Western Civilization will be much better off when it returns to honoring the traditional family, with Husband, Wife, and children. All of these experiments with bizarre alternatives are proving to be failures. Worse of course is the single mother paid by the state to raise children without a father. That results in boys who are utterly without male role models, resulting in gang behavior, no work ethic, poverty, crime. And many women are finding that after wasting their childbearing years toiling in a thankless corporate world they are left with nothing, no family, and for some only grudging respect of the business world. Money can't buy you love in that case. The folly is in pretending that men and women are interchangeable and that God did not create men and women with unique characteristics, the melding of which in the form of the family, results in the correct situation for life, and for the world. Most of the time people like to point to one bizarre family they know that is good, such as two men, two women, or any other combination of people, and then extrapolate that to the bizarre conclusion that therefore the traditional family means nothing and any combination of people should work just fine for everyone. Thousands of years of history prove what is right. The current experimentation will prove to be wrong. Nature will win out in the end.

pleaseletsfixthis
pleaseletsfixthis

You don't "buy" love, in any case. I would suggest that if you think you can, you may not really know what it is?

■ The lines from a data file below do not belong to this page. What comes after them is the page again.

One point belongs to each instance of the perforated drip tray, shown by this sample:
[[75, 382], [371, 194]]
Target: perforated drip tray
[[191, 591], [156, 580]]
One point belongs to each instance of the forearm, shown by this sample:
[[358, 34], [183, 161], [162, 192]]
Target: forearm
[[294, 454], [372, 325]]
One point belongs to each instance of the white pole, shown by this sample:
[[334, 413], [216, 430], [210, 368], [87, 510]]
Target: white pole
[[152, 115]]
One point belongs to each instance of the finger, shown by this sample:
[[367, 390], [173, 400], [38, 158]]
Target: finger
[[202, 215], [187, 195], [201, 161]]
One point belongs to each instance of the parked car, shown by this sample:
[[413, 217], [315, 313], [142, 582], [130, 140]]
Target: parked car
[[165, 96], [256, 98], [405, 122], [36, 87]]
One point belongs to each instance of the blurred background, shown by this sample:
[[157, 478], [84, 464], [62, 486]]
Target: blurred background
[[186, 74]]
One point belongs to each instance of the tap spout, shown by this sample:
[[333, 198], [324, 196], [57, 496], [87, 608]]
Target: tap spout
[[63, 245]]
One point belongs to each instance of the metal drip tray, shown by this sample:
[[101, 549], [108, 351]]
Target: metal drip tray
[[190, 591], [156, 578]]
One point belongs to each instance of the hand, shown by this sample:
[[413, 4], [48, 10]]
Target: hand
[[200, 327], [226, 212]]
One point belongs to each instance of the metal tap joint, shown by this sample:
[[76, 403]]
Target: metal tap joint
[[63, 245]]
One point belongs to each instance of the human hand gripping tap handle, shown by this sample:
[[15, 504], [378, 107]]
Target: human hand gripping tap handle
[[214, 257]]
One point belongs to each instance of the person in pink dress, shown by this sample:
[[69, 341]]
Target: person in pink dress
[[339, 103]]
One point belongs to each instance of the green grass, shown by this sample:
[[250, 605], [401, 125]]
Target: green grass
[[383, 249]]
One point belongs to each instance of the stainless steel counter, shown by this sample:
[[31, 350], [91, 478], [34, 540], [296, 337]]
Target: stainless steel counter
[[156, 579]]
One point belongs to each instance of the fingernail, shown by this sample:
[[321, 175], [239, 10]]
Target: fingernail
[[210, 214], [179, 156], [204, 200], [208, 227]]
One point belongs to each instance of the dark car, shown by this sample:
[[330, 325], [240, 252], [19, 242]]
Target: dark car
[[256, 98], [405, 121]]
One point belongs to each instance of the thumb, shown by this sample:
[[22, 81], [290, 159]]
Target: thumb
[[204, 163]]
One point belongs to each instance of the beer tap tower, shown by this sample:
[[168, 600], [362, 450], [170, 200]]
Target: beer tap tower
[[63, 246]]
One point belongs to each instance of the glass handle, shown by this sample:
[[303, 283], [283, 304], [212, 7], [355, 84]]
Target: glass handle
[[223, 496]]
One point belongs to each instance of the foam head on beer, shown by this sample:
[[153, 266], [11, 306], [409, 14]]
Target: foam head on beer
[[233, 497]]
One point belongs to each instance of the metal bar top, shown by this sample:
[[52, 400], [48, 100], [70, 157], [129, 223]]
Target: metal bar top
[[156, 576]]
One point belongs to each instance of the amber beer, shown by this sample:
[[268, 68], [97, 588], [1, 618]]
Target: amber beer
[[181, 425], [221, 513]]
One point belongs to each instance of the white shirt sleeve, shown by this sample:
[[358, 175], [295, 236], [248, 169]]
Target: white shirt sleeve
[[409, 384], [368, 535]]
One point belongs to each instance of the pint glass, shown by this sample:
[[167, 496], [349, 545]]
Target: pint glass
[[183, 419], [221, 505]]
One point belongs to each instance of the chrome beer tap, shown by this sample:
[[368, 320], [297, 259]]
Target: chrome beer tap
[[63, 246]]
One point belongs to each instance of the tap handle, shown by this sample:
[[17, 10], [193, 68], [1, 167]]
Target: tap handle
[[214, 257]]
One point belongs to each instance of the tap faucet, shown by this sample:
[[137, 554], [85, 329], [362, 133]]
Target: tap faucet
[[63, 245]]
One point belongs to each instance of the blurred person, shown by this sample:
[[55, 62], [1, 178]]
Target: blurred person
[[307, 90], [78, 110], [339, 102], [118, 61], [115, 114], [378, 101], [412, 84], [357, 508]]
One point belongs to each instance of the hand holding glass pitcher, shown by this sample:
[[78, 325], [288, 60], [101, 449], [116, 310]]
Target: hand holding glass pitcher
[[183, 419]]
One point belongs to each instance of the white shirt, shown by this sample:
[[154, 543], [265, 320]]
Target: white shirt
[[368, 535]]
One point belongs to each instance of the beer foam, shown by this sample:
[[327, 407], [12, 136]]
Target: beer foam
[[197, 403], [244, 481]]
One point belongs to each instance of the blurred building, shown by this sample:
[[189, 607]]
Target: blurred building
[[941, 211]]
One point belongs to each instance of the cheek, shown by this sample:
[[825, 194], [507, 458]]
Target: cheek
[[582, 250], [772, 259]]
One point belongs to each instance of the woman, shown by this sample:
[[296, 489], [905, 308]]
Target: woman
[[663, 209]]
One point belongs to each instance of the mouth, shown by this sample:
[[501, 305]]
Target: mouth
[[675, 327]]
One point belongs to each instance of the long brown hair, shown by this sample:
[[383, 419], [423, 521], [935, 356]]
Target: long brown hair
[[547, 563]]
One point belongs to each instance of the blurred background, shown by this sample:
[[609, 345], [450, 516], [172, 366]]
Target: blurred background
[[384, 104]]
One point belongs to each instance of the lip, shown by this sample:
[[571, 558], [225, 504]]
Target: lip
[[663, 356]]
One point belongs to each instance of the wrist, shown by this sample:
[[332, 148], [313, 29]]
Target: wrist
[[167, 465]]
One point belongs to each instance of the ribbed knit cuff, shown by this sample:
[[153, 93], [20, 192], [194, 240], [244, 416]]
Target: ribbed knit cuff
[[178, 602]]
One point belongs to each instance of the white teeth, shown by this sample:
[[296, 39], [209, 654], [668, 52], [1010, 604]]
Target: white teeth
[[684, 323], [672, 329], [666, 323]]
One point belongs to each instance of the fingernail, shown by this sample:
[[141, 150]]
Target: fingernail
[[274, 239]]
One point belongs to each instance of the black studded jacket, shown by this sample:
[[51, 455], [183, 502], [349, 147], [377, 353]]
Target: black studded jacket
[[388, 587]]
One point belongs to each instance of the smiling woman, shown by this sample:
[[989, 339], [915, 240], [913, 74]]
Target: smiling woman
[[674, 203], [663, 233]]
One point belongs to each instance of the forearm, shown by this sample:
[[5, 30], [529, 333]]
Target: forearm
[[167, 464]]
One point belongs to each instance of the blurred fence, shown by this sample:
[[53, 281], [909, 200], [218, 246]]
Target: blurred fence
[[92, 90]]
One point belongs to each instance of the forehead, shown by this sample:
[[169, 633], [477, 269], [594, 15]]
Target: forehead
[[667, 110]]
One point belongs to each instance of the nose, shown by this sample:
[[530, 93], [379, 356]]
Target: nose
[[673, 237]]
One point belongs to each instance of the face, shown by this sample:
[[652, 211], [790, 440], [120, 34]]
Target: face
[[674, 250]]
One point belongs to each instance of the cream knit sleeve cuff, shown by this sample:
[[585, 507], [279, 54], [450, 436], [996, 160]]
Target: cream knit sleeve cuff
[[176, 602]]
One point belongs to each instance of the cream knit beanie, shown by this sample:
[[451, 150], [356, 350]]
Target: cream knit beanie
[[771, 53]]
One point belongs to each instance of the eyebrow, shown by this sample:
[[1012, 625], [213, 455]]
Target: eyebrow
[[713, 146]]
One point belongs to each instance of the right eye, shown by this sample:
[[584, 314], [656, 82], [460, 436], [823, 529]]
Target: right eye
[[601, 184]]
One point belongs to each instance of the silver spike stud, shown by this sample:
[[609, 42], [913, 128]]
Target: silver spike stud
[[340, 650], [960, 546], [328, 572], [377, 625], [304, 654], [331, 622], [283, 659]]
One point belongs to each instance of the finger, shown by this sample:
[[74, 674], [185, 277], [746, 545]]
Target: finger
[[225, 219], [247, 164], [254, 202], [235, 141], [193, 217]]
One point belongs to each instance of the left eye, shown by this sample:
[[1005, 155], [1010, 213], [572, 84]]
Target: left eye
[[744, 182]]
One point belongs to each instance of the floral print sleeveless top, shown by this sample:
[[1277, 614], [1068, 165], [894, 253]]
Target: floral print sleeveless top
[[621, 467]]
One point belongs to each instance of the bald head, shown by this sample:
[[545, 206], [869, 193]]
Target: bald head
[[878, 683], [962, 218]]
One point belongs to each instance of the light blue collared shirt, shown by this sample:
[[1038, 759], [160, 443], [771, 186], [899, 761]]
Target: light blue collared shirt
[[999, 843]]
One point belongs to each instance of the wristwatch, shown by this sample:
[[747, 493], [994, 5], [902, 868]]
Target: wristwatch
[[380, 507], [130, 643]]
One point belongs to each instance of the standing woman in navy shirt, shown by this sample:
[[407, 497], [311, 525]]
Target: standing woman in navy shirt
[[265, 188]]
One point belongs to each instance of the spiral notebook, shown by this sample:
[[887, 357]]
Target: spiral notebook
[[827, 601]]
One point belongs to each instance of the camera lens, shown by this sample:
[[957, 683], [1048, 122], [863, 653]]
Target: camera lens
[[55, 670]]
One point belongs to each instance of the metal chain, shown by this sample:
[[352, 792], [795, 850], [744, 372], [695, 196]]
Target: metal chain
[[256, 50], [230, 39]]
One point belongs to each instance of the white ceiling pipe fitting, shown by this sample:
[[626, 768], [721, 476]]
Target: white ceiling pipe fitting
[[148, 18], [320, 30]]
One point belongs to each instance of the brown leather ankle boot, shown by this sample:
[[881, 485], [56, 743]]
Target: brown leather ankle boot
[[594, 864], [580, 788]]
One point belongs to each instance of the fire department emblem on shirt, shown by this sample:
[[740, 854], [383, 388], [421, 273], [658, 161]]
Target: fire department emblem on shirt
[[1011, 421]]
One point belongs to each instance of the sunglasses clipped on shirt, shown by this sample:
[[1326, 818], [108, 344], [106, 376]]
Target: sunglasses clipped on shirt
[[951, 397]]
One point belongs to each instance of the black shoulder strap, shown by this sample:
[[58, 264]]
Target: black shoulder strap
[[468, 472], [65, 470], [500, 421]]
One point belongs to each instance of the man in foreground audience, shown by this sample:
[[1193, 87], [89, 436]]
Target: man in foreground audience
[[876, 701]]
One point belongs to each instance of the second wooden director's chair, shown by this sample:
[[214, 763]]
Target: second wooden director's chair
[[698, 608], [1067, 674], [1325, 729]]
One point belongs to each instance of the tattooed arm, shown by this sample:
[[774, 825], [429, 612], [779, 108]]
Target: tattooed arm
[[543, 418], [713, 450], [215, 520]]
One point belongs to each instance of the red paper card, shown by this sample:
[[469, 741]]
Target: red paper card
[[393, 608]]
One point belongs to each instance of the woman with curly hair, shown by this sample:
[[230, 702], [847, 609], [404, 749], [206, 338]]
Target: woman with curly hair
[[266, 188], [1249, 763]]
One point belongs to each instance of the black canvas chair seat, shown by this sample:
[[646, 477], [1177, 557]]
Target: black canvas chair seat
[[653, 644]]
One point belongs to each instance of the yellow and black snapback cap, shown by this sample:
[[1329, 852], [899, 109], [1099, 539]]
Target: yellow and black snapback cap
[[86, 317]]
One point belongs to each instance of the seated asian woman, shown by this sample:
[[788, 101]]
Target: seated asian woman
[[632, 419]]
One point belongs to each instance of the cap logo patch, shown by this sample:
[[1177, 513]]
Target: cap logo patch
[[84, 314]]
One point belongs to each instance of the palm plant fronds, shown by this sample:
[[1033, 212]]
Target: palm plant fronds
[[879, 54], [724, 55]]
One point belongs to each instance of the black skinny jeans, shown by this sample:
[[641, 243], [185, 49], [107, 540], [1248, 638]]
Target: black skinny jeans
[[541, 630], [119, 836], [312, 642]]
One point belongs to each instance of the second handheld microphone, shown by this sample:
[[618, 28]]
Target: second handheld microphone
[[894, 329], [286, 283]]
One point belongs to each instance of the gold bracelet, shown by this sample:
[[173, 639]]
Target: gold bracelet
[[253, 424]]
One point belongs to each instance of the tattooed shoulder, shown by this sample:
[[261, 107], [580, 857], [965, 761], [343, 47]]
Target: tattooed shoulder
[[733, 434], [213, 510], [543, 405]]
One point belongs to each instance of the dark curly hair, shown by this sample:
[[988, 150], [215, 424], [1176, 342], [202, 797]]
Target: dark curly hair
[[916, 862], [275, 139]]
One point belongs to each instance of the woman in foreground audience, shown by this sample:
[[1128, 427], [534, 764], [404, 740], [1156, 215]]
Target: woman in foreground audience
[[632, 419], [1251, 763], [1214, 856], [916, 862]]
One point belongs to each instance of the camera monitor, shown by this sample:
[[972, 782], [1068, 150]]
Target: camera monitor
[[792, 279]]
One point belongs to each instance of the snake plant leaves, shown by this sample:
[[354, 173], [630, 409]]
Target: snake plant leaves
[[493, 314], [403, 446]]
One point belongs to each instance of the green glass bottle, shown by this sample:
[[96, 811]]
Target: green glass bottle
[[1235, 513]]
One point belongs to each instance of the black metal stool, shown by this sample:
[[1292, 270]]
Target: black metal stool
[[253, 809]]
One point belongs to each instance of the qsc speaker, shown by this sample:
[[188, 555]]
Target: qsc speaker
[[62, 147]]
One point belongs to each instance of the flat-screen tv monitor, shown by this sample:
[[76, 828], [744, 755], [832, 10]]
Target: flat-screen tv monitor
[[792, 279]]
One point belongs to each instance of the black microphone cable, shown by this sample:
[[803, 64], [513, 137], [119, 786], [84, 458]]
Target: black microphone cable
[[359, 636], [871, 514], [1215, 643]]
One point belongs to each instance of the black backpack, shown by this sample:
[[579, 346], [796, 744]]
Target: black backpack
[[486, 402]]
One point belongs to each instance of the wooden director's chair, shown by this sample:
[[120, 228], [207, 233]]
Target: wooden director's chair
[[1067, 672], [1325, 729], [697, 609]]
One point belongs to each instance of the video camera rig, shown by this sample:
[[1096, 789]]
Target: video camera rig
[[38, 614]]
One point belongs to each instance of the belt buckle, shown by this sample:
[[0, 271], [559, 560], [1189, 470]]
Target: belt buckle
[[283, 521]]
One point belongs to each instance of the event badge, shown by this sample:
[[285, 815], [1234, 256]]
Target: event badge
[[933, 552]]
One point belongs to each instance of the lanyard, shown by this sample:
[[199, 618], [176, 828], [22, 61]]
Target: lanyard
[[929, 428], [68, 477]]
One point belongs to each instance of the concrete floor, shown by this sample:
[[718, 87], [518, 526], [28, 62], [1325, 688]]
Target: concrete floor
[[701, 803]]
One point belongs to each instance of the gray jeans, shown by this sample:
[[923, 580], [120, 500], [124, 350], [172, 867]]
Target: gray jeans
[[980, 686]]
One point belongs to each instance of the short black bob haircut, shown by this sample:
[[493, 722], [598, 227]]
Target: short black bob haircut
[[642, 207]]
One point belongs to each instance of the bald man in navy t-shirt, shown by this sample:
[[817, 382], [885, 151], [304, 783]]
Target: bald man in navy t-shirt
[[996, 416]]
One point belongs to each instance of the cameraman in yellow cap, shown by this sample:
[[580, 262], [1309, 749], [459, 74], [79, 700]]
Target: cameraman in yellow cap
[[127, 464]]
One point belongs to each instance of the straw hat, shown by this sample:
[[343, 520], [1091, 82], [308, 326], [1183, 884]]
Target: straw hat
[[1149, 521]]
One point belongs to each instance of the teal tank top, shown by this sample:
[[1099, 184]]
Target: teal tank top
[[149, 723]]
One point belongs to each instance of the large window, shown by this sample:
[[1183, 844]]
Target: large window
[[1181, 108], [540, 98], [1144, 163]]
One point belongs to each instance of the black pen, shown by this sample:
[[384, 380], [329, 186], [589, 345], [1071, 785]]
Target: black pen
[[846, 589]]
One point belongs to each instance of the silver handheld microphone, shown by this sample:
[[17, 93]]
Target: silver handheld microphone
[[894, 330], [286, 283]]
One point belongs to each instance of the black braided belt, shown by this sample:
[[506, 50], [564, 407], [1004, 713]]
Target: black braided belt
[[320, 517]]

I imagine these are scary times for people who have not adjusted to the progress of the 20th Century. Having women do things like go to Harvard Business School is particularly scary to people who have issues from the female-dominated childhoods that patriarchal marriage insists upon. If you are having trouble adjusting to being a real dad, a book many men have found helpful is "The Modern Dad's Dilemma" by John Badalament.

You are correct that nature will win out in the end, though: there is no God. That is a fantasy created by the dysfunctions of the patriarchal family, which is a stop-gap (i.e. temporary) invention created only because paternity could not be proven and disproven. Our political and legal system has not quite caught up yet, but it will soon. In the broad range of human evolution, patriarchal marriage and male monotheistic religion is but a blip.